CTA plans to purchase 450 of the buses by the year 2002. Under CTA's proposed 2000-2004 Capital Improvement Plan (CIP), another 542 new buses are to be purchased by 2004, allowing for replacement of more than half of the current CTA fleet.
The purchase of the first 150 buses was approved by the CTA Board in July, 1998, under a competitively bid $38.7 million contract that was awarded to Nova BUS Inc., which will assemble the buses in Schenectady, New York. A surveillance system and vandal-resistant windows will be on the buses when they are delivered.
A contract option to purchase up to 160 additional buses was exercised by the CTA Board at its November, 1999 meeting, and calls for delivery in 2001. By exercising a second option in the contract, the total number of buses purchased from Nova would reach 450 by 2002. The average price for each Nova bus would be $239,000.
"We?re trying to plan for around 150 buses to be delivered each year so we can maintain our fleet more efficiently," said CTA President Frank Kruesi. 'smaller groups of buses are easier to bring on line, to maintain once they are in service, and to replace when they reach retirement age. We also want the arrival of new buses to be something our customers can look forward to regularly."
Sporting a state-of-the-art, picture-window design, the Nova buses are 40 feet long and have double front doors that create a four-foot-wide entrance. Floors are only 14.5 inches off the ground, or about 20 inches lower than the third step on a standard bus. A kneeling feature can lower the front step an additional four inches, making it easier for seniors to board.
The low floor eliminates the need for a lift. Instead, a hydraulic front-door ramp can be extended from the floor of the bus to allow wheelchair access for persons with disabilities.
Besides air-conditioning, the Nova buses have hopper windows above the large fixed side windows that can be opened for ventilation. There are seats for 37 customers, including two bench seats that can be flipped up to secure space for wheelchairs, and others that are on an elevated deck in the rear. The rear exit is at the same level as the front entrance.
The CTA also announced Wednesday that work has been completed on the first of 490 buses scheduled for overhaul at its Bus Heavy Maintenance facility on the South Side. Delivered in 1990-91 from the Transportation Manufacturing Corporation, of Roswell, New Mexico, 475 of these vehicles were CTA's first mainline buses to be equipped with front-door lifts for persons with disabilities. At the time they were ordered, CTA did not require the buses to be air-conditioned.
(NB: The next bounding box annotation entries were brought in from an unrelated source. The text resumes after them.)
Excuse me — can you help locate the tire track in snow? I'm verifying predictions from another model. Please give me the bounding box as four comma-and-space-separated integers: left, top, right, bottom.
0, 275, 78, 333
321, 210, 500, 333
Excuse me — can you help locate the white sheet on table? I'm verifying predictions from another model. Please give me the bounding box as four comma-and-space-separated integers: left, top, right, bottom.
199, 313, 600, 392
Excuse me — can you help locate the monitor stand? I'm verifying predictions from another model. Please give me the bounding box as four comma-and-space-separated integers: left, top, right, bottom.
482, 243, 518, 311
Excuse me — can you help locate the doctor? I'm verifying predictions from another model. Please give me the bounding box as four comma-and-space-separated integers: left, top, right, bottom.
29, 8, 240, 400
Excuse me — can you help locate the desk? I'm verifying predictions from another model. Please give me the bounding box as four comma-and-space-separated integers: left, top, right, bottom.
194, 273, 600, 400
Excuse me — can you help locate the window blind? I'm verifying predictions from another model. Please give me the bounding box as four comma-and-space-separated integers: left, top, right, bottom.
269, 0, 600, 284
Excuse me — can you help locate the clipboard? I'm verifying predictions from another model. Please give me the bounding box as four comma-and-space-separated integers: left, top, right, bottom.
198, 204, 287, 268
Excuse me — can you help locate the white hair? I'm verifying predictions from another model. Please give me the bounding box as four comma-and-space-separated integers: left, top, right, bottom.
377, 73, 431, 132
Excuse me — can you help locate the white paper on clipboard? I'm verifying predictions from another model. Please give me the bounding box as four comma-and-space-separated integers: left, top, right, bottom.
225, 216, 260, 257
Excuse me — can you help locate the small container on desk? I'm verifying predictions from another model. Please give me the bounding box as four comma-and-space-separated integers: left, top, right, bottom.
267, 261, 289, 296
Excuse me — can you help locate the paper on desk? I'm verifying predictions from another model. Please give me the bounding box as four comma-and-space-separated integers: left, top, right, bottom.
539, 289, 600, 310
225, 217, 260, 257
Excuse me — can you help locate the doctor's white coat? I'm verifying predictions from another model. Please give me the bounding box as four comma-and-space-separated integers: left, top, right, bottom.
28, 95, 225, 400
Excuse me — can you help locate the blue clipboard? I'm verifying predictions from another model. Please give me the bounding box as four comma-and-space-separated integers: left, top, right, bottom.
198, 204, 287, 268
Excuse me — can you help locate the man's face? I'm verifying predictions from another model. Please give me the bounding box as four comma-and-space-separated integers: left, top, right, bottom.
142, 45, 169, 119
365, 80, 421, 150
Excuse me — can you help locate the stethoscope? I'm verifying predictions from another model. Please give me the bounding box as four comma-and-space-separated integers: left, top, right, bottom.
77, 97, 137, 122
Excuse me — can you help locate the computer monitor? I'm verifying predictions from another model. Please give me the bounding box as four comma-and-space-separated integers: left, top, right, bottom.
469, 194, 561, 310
The overhaul was undertaken to ensure a minimum 15 years of service for the buses. It was also seen as an opportunity to enhance passenger comfort by installing air-conditioning on these buses once a contract has been awarded later this year.
Among other improvements will be the conversion of seat inserts to a vandal-resistant fabric, the replacement of touch bars on rear doors for easier exiting, and the sealing of air leaks around windows and doors for better climate control.
"These buses still have several good years left in them," President Kruesi said, "and we want our customers to be comfortable riding them in summer as well as winter. Providing air-conditioning as part of this mid-life bus overhaul is essential to making our service on-time, clean, safe and friendly."
The CTA's 2000-2004 CIP also calls for replacing aging high-capacity articulated buses that are used on such heavily traveled routes as the #6 Jeffery Express, #14 South Lake Shore Express and #147 Outer Drive Express. About 75 of these buses, which entered service in 1982, are still in operation, and will be replaced by new low-floor models with air-conditioning.
Under the 2000-2004 CIP, CTA would also replace about 467 buses that were received from the Flxible Corporation of Delaware, Ohio, in 1991. These were the first CTA buses equipped with both air-conditioning and lifts, so their replacement would complete a purchasing and overhaul cycle that would leave the CTA with a fleet that is almost 100 percent air-conditioned and accessible.